Tornando al peggiore extra-comunitario, in questo caso arrestato, il nostro ordinamento non prevede solo il carcere, ma un insieme di regole che gestiscono lo sconto della pena. Tra queste regole, rientrano anche le misure alternative, cioè per certi reati minori o in certe condizioni, una volta si è scontato parte della pena, inizia la fase del reinserimento nella vita sociale. Le misure alternative vanno limitate solo ai cittadini? Anche in questo caso, la Corte Costituzionale ha risposto no. Se l’ordinamento penitenziario prevede una misura favorevole al detenuto, deve essere irrilevante la sua cittadinanza.
Argomenti del genere sono stati utilizzati per la pensione di inabilità. Se siamo inabili e non possiamo più lavorare, è previsto un intervento pubblico che ci consenta di avere il minimo per vivere, questo, dice la Corte Costituzionale, deve essere fatto per coloro i quali si trovano in questa condizione, indipendentemente dal fatto che si è cittadini o non-cittadini. Non diversamente è stato fatto per quanto riguarda l’indennità di accompagnamento che consente alle persone in difficoltà di avere delle altre che li aiutano.

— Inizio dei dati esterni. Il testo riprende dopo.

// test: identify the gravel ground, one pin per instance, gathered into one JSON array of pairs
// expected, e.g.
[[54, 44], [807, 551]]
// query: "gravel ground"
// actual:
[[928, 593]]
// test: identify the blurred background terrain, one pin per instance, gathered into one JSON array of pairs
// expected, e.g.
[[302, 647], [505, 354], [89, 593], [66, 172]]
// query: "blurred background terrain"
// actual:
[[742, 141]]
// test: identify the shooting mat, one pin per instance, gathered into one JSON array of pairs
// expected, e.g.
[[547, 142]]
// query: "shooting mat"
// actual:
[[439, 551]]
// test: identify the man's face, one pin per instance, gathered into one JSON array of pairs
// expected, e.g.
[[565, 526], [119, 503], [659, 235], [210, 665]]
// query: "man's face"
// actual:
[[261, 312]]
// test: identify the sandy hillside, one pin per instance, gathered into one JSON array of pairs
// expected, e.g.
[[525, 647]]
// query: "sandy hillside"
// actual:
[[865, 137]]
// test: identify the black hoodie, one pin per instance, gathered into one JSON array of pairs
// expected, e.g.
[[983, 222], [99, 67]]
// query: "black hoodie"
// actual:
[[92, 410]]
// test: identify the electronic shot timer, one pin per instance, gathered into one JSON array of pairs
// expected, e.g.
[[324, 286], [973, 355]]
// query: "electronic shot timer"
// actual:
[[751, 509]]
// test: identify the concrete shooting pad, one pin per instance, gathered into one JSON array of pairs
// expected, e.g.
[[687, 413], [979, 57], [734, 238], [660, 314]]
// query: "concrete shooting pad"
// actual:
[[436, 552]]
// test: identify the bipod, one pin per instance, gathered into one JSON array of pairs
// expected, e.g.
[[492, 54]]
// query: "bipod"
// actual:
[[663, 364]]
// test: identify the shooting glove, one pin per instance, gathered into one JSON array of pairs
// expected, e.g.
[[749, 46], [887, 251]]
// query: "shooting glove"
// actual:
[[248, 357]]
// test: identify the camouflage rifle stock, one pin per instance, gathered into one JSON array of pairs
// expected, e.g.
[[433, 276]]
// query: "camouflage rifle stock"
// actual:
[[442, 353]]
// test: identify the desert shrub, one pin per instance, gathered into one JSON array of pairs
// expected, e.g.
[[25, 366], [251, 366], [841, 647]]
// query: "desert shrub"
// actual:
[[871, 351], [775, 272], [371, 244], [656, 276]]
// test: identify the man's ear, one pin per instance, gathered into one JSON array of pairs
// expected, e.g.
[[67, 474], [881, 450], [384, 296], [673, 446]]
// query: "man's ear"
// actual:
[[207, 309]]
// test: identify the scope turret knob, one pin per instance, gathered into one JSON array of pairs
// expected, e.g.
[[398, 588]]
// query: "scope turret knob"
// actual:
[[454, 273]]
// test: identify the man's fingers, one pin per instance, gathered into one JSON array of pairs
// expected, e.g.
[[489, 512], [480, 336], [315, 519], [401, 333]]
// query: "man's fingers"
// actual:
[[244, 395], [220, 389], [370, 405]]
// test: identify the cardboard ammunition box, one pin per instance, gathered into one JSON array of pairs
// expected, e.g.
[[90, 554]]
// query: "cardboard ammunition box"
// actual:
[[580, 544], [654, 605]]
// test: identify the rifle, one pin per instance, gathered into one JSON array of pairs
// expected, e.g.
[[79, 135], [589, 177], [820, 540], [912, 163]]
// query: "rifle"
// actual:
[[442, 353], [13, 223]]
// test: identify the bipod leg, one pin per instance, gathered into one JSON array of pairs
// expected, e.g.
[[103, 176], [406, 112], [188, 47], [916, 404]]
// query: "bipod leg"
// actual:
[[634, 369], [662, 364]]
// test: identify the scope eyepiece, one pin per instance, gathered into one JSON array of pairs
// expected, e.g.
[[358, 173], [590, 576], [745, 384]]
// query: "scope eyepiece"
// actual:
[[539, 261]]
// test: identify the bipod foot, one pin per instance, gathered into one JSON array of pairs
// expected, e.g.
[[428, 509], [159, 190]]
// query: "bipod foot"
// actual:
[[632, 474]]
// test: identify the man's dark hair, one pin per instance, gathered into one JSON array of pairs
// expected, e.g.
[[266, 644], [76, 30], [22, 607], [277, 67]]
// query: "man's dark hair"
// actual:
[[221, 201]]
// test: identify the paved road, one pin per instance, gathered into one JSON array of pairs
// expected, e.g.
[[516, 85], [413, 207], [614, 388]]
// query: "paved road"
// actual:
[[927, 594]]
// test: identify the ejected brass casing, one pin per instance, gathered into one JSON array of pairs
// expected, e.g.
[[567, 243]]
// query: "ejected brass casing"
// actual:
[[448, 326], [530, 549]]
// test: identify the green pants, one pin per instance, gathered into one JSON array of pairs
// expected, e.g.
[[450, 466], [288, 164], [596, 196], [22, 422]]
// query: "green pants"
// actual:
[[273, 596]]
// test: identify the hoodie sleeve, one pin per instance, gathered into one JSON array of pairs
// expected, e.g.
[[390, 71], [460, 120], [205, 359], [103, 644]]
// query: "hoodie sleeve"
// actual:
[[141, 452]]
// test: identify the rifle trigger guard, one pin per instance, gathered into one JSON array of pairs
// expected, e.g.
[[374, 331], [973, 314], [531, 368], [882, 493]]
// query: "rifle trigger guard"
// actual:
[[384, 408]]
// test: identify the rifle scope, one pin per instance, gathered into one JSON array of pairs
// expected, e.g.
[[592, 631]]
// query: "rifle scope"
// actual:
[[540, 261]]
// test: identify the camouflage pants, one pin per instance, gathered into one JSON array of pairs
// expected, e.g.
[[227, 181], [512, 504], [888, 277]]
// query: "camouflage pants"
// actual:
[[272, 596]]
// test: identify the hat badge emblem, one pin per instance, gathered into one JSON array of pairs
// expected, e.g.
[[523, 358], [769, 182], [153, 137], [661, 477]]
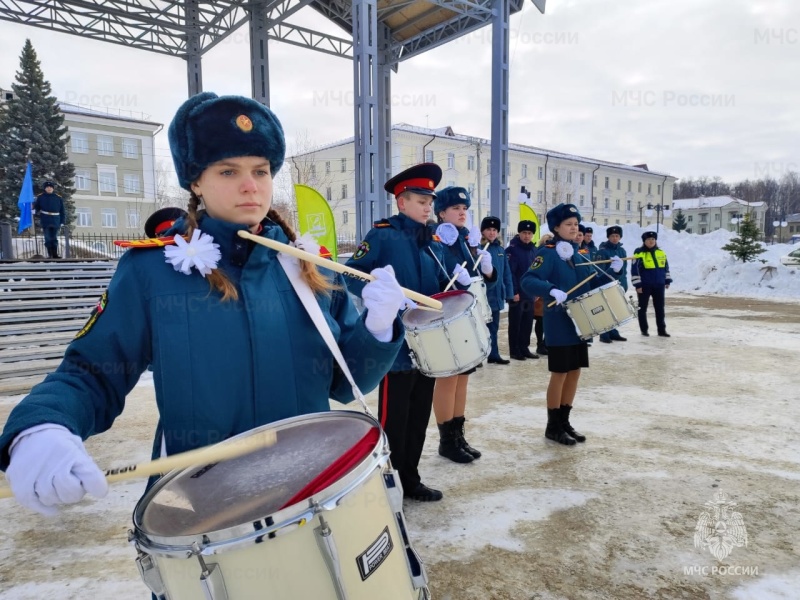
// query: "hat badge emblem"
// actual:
[[244, 123]]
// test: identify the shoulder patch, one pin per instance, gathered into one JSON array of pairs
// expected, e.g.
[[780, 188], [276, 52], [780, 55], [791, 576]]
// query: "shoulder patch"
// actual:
[[96, 312], [148, 243], [361, 251]]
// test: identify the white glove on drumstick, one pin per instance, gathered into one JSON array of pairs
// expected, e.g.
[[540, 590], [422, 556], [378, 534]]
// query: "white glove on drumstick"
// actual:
[[383, 298], [49, 466]]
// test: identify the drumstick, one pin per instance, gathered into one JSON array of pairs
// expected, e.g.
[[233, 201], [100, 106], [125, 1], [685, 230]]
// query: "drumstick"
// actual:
[[201, 456], [574, 288], [599, 262], [334, 266], [453, 280], [477, 260]]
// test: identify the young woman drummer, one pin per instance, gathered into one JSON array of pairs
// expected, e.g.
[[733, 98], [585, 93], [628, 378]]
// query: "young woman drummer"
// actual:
[[553, 275], [450, 393], [230, 344]]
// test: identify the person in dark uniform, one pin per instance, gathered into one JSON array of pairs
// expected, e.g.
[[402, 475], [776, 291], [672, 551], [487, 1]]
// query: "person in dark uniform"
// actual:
[[503, 290], [521, 251], [162, 220], [177, 302], [407, 243], [49, 206], [610, 248], [650, 277], [553, 275]]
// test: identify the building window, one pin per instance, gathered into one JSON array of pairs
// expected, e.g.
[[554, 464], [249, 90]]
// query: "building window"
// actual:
[[130, 183], [107, 181], [108, 218], [130, 148], [132, 218], [80, 144], [83, 180], [105, 145], [83, 217]]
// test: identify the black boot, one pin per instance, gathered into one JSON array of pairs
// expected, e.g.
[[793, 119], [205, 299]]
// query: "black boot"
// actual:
[[448, 443], [459, 425], [567, 427], [555, 430]]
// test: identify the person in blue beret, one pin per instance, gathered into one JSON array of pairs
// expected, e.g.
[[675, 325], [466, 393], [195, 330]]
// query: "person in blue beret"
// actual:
[[49, 207], [230, 343], [460, 247], [556, 277], [407, 243]]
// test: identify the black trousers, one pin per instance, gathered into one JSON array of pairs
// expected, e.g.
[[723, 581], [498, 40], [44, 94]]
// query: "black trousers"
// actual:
[[520, 325], [655, 292], [405, 399]]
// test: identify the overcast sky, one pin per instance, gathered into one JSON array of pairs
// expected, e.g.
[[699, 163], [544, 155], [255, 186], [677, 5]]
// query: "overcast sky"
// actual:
[[690, 87]]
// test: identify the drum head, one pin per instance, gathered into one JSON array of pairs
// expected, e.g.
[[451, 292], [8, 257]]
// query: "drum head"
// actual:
[[454, 303], [245, 489]]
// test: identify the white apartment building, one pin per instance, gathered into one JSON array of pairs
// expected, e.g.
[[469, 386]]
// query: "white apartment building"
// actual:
[[707, 214], [606, 193]]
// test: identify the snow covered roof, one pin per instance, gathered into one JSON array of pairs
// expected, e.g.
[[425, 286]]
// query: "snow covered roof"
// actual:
[[447, 132], [711, 202]]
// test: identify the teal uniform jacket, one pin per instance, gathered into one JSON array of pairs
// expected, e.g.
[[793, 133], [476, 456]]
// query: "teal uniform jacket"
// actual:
[[503, 290], [607, 250], [219, 368], [549, 271], [414, 254]]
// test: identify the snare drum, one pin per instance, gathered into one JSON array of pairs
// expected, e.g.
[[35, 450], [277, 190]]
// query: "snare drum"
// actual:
[[451, 341], [317, 515], [478, 289], [603, 309]]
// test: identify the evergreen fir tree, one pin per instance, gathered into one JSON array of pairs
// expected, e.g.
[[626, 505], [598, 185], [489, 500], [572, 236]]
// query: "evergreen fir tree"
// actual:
[[746, 246], [679, 222], [32, 122]]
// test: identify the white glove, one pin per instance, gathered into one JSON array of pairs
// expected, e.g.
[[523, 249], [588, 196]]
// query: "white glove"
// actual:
[[462, 275], [485, 262], [564, 250], [382, 298], [448, 233], [558, 295], [49, 466], [474, 238]]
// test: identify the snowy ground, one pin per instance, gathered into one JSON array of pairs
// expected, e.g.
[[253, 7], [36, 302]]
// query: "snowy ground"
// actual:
[[670, 423]]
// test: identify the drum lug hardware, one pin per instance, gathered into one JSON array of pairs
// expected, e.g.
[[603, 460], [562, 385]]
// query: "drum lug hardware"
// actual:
[[210, 577], [327, 546]]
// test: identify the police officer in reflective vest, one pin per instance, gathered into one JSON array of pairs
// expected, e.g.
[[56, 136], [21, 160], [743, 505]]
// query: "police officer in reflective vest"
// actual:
[[50, 208]]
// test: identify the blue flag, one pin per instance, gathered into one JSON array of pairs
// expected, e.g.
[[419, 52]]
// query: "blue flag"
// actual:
[[26, 201]]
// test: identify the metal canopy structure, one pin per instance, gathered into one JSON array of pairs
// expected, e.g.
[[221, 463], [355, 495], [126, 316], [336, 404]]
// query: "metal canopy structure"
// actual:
[[380, 35]]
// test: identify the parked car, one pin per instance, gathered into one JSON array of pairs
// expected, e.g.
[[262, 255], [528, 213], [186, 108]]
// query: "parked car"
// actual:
[[791, 259]]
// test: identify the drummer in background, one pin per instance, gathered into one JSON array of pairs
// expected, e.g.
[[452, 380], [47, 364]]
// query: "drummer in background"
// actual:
[[406, 242], [503, 291], [552, 274], [520, 252], [610, 248], [178, 307], [450, 393]]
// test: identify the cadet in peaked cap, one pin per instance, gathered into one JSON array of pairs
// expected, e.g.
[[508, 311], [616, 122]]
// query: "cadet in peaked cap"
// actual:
[[407, 243], [161, 220]]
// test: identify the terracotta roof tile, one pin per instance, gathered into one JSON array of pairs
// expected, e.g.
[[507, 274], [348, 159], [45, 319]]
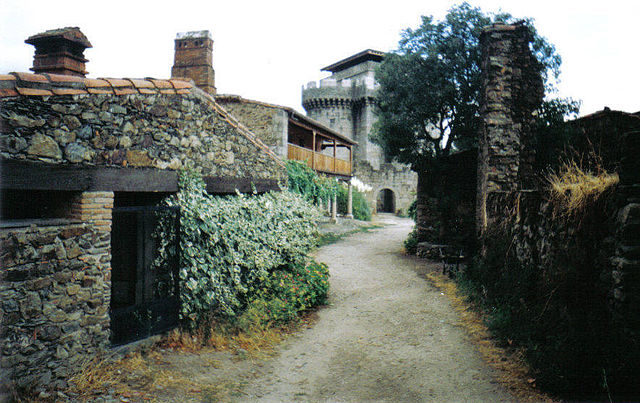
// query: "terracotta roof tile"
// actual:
[[138, 83], [161, 83], [8, 92], [99, 91], [180, 84], [124, 91], [95, 83], [68, 91], [60, 78], [33, 91], [118, 82], [32, 78]]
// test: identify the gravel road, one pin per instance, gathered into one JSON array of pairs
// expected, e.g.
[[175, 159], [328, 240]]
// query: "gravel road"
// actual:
[[387, 335]]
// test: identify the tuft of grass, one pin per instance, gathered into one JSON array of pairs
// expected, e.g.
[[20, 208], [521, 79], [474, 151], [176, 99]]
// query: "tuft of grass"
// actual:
[[131, 377], [574, 189], [512, 370]]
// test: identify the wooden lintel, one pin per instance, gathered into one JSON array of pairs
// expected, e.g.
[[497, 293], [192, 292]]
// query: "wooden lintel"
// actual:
[[25, 175]]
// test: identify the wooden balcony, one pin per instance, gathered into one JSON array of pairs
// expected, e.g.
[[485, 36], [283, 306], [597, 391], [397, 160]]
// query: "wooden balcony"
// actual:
[[319, 162]]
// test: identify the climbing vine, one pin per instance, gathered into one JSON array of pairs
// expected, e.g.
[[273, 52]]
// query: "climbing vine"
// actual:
[[230, 245]]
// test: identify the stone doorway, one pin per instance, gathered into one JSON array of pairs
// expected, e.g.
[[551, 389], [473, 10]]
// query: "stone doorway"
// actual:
[[386, 202], [144, 290]]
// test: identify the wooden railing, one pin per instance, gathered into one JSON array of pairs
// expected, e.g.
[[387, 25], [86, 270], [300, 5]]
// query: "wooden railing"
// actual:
[[319, 162]]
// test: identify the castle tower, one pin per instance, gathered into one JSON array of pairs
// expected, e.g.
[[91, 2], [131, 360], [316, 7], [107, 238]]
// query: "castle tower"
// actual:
[[345, 102], [193, 59], [60, 51]]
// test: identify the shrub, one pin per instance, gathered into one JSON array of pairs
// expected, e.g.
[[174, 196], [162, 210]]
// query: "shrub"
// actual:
[[229, 244], [412, 210], [307, 183], [411, 243], [360, 206], [287, 292]]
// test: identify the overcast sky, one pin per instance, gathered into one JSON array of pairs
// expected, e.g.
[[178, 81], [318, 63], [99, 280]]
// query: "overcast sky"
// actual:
[[266, 50]]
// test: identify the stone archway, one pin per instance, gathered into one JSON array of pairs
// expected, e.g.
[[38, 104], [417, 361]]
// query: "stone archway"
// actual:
[[386, 201]]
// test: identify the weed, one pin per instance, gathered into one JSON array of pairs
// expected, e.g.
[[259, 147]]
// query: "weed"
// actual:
[[573, 189]]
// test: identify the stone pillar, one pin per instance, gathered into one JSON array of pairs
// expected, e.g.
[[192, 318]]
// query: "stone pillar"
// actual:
[[350, 201], [334, 208], [512, 91]]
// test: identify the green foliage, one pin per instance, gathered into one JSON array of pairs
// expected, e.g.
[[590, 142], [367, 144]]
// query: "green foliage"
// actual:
[[360, 206], [229, 245], [286, 293], [412, 210], [411, 243], [306, 182], [430, 87], [556, 306]]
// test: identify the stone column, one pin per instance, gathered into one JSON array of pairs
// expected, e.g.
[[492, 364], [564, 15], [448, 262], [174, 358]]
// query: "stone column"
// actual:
[[512, 91], [350, 202], [334, 208]]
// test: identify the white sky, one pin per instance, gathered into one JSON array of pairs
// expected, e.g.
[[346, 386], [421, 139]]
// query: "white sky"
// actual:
[[266, 50]]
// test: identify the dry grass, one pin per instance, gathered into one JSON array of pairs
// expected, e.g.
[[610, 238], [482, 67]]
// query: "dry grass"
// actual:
[[134, 376], [512, 372], [574, 189]]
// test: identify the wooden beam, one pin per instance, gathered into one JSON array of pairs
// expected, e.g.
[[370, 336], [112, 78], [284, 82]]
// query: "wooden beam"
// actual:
[[25, 175]]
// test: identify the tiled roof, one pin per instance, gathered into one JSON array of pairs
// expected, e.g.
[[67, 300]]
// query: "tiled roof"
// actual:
[[27, 84]]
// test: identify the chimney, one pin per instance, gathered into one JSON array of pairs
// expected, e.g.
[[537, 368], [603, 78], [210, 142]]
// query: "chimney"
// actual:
[[193, 59], [60, 51]]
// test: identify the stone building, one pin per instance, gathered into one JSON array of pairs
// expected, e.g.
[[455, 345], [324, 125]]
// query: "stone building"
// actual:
[[83, 163], [293, 136], [345, 102]]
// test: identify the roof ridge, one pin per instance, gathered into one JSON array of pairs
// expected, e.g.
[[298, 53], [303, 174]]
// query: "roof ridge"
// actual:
[[29, 84]]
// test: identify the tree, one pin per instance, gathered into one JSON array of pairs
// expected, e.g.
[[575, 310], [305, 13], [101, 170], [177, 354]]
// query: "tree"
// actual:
[[428, 101]]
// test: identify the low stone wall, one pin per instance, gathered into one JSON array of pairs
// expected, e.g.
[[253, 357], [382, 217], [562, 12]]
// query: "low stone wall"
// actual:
[[55, 290]]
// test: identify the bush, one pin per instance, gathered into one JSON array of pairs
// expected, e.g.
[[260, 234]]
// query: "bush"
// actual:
[[412, 210], [286, 293], [360, 206], [230, 244], [411, 243], [307, 183]]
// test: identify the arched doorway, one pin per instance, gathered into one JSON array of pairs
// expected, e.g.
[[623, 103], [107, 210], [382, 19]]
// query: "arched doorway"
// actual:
[[386, 202]]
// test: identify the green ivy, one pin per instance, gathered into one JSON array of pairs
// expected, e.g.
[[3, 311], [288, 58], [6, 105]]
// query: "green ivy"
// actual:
[[306, 182], [360, 206], [230, 245], [287, 292]]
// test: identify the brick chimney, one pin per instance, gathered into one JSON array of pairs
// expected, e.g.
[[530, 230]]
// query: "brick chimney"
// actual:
[[193, 59], [60, 51]]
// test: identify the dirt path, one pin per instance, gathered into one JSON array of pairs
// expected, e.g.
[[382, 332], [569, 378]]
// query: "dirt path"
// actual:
[[387, 335]]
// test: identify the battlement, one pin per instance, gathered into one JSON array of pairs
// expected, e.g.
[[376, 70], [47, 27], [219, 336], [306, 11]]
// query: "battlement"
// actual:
[[329, 82]]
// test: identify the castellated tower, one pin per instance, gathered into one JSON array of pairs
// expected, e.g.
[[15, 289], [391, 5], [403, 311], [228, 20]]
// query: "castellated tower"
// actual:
[[345, 102], [193, 59]]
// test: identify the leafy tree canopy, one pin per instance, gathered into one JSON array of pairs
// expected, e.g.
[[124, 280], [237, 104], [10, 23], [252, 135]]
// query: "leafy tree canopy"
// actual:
[[430, 86]]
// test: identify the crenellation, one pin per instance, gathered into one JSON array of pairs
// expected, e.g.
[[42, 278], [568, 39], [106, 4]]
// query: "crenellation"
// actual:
[[345, 101]]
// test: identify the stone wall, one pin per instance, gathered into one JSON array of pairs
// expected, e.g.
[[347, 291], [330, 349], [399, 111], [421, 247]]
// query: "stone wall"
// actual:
[[512, 91], [148, 125], [395, 177], [55, 287], [269, 123]]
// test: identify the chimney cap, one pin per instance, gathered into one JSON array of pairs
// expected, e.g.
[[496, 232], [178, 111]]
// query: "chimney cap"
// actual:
[[72, 34], [205, 34]]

Il figlio del peggiore extra-comunitario ha diritto ad andare a scuola? Deve potersi iscrivere? Deve poter frequentare? Può seguire tutto il percorso di studi obbligatorio? La nostra Corte Costituzionale ha detto che questo diritto esiste, è inviolabile, quindi, anche i figli degli extra-comunitari, finché sono in Italia, hanno il diritto di andare a scuola, ma c’è anche il dovere di condurli a scuola, di avvicinarli alla scuola, di farli entrare nella scuola. Quanto detto finora, precisa il Prof. Forte, non è nulla di politicamente significativo sul dibattito relativo al trattamento dell’immigrazione. Non ha fatto nessun riferimento, salvo quando era tecnicamente indispensabile, a decisioni di governo attuali o del recente passato. Non vuole discutere il problema dell’immigrazione, né la soluzione politica al problema dell’immigrazione, vuole, però, rendere chiaro che noi abbiamo una Costituzione che ha un impianto tutto focalizzato sulla persona. Quando si focalizza l’argomento della convivenza, non solo in termini politici e tantomeno solo in termini giuridici, ma in termini prettamente umani, il tema della cittadinanza diventa un argomento secondario. Quando si mette al centro la persona, ciò che interessa nella interlocuzione che nasce nella relazione è il valore della dignità, che questa persona rappresenta. In quest’ottica, è difficile scendere a compromessi e al di sotto di un livello minimo di rispetto e considerazione, perché quando ci si rivolge ad un altro considerandolo una persona è come se si parlasse ad uno specchio, ad un altro se stesso. L’altro se stesso potrà avere una serie di qualità che lo differenziano da un altro, ma il nucleo di persona è esattamente lo stesso, cosicché ogni attentato che si fa a quello lo si fa a se stessi.